In 2018, Congress passed the Eliminating Kickbacks in Recovery Act (EKRA), with the goal of curbing fraud and abuse in addiction treatment and laboratory testing. EKRA detonated the existing business models of treatment providers, addiction treatment referral networks, and marketing contractors leaving little guidance on how to comply with the law. The Ninth Circuit’s recent decision in United States v. Schena answered some key questions about compensating marketers, but left many more undecided, including the most important one —what does it mean to “induce” a referral?
What Schena decided: Payments to marketers can trigger EKRA
Mark Schena paid marketers based on commission to refer tests to his lab. As the Court put it, he had an “obsession” with medical billing codes, and in an endeavor to capitalize as much as possible by billing insurers, Schena also bundled those tests with useless allergy tests and directed his commission-based marketers to mislead providers about the necessity and effectiveness of those tests. As the saying goes, bad facts make bad law.
His defense: EKRA doesn’t apply to third-party marketers. The Ninth Circuit disagreed. The Court held that EKRA covers marketing intermediaries who get paid to generate referrals—even if they don’t interact with patients. But it also held that percentage-based compensation for marketers is not per se illegal, unless those marketers’ efforts reflect a “wrongful effort” to “unduly influence”—i.e. induce—a referral.
This part of the holding has gotten a lot of attention, and rightfully so. Schena makes clear that advertising is legal, and paying marketers based on their success is permissible. As the Court points out, “[a]ll marketing efforts are intended to influence the recipient.”
But what does it mean to “induce” a referral?
What does “induce” mean, anyway?
Schena doesn’t say.

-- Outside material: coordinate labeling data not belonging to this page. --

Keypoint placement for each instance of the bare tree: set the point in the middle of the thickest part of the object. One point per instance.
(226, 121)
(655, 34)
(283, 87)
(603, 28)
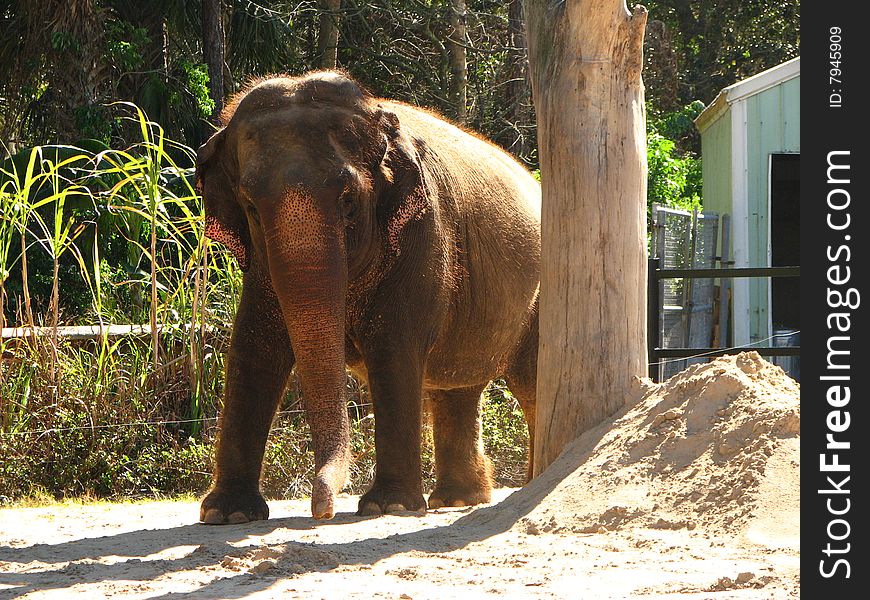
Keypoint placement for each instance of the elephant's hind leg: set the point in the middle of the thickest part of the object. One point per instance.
(522, 378)
(464, 473)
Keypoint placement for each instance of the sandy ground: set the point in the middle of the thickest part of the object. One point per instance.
(690, 492)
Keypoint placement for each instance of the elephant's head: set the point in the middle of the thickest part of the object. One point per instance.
(309, 183)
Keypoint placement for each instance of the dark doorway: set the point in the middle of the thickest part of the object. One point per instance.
(785, 223)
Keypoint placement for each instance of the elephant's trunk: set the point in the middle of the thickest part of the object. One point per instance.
(308, 268)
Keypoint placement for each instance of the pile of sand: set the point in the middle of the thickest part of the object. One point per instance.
(716, 447)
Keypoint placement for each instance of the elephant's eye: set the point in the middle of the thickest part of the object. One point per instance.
(349, 205)
(252, 212)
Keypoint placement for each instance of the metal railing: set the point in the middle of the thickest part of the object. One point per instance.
(656, 274)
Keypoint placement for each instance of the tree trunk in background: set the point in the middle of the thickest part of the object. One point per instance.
(213, 53)
(458, 60)
(327, 39)
(585, 59)
(518, 100)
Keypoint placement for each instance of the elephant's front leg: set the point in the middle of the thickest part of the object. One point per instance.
(258, 366)
(395, 379)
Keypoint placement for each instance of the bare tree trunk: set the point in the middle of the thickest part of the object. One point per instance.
(327, 39)
(585, 59)
(458, 61)
(213, 53)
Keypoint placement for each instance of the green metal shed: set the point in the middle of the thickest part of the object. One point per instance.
(750, 150)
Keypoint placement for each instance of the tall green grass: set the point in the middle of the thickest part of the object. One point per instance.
(137, 415)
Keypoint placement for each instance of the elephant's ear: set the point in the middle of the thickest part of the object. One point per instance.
(405, 198)
(224, 220)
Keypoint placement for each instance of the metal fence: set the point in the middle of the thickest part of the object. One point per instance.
(688, 313)
(685, 240)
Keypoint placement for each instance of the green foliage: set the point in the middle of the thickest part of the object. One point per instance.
(674, 177)
(125, 44)
(196, 83)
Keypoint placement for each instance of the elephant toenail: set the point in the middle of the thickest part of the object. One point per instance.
(237, 517)
(213, 516)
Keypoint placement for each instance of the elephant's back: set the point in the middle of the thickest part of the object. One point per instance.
(492, 206)
(466, 163)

After pointing out that “induce” isn’t defined in EKRA, the Court attempts to cobble together a definition using equally opaque, value-laden terms. But the result is unhelpful word salad. For example, the Court says that “the term ‘induce’ connotes not mere causation, but wrongful causation.” A mere attempt to “influence” doesn’t suffice. Rather, EKRA requires “undue influence.” The Court assures us that these murky definitions, derived based on the “specialized, criminal-law” understanding of the term “induce,” are what Congress intended. But they provide no useful guidance to providers of covered services, who must determine, for example, when “a marketing intermediary effectively takes over the role of the referring physician.”
The Court leaves these “more difficult questions” for later decisions, finding that the influence in Schena qualified as “undue” because the marketers deceived providers about the nature and need for the tests. Okay, so lying to persuade providers to order covered services constitutes, under certain circumstances, “undue influence.” Now what?
Vague concepts like “undue influence” are tough to navigate in practice. There’s no statute, regulation, or regulatory guidance that defines these terms in the EKRA context. That means service providers are left trying to avoid breaking a rule that has no clear shape.
Practical steps for labs and marketers
Until regulators or Congress offer more precise rules, your best move is to be cautious, ask questions, and build a compliance culture that doesn’t just check boxes—but actually considers how your marketing efforts might look to a skeptical outsider.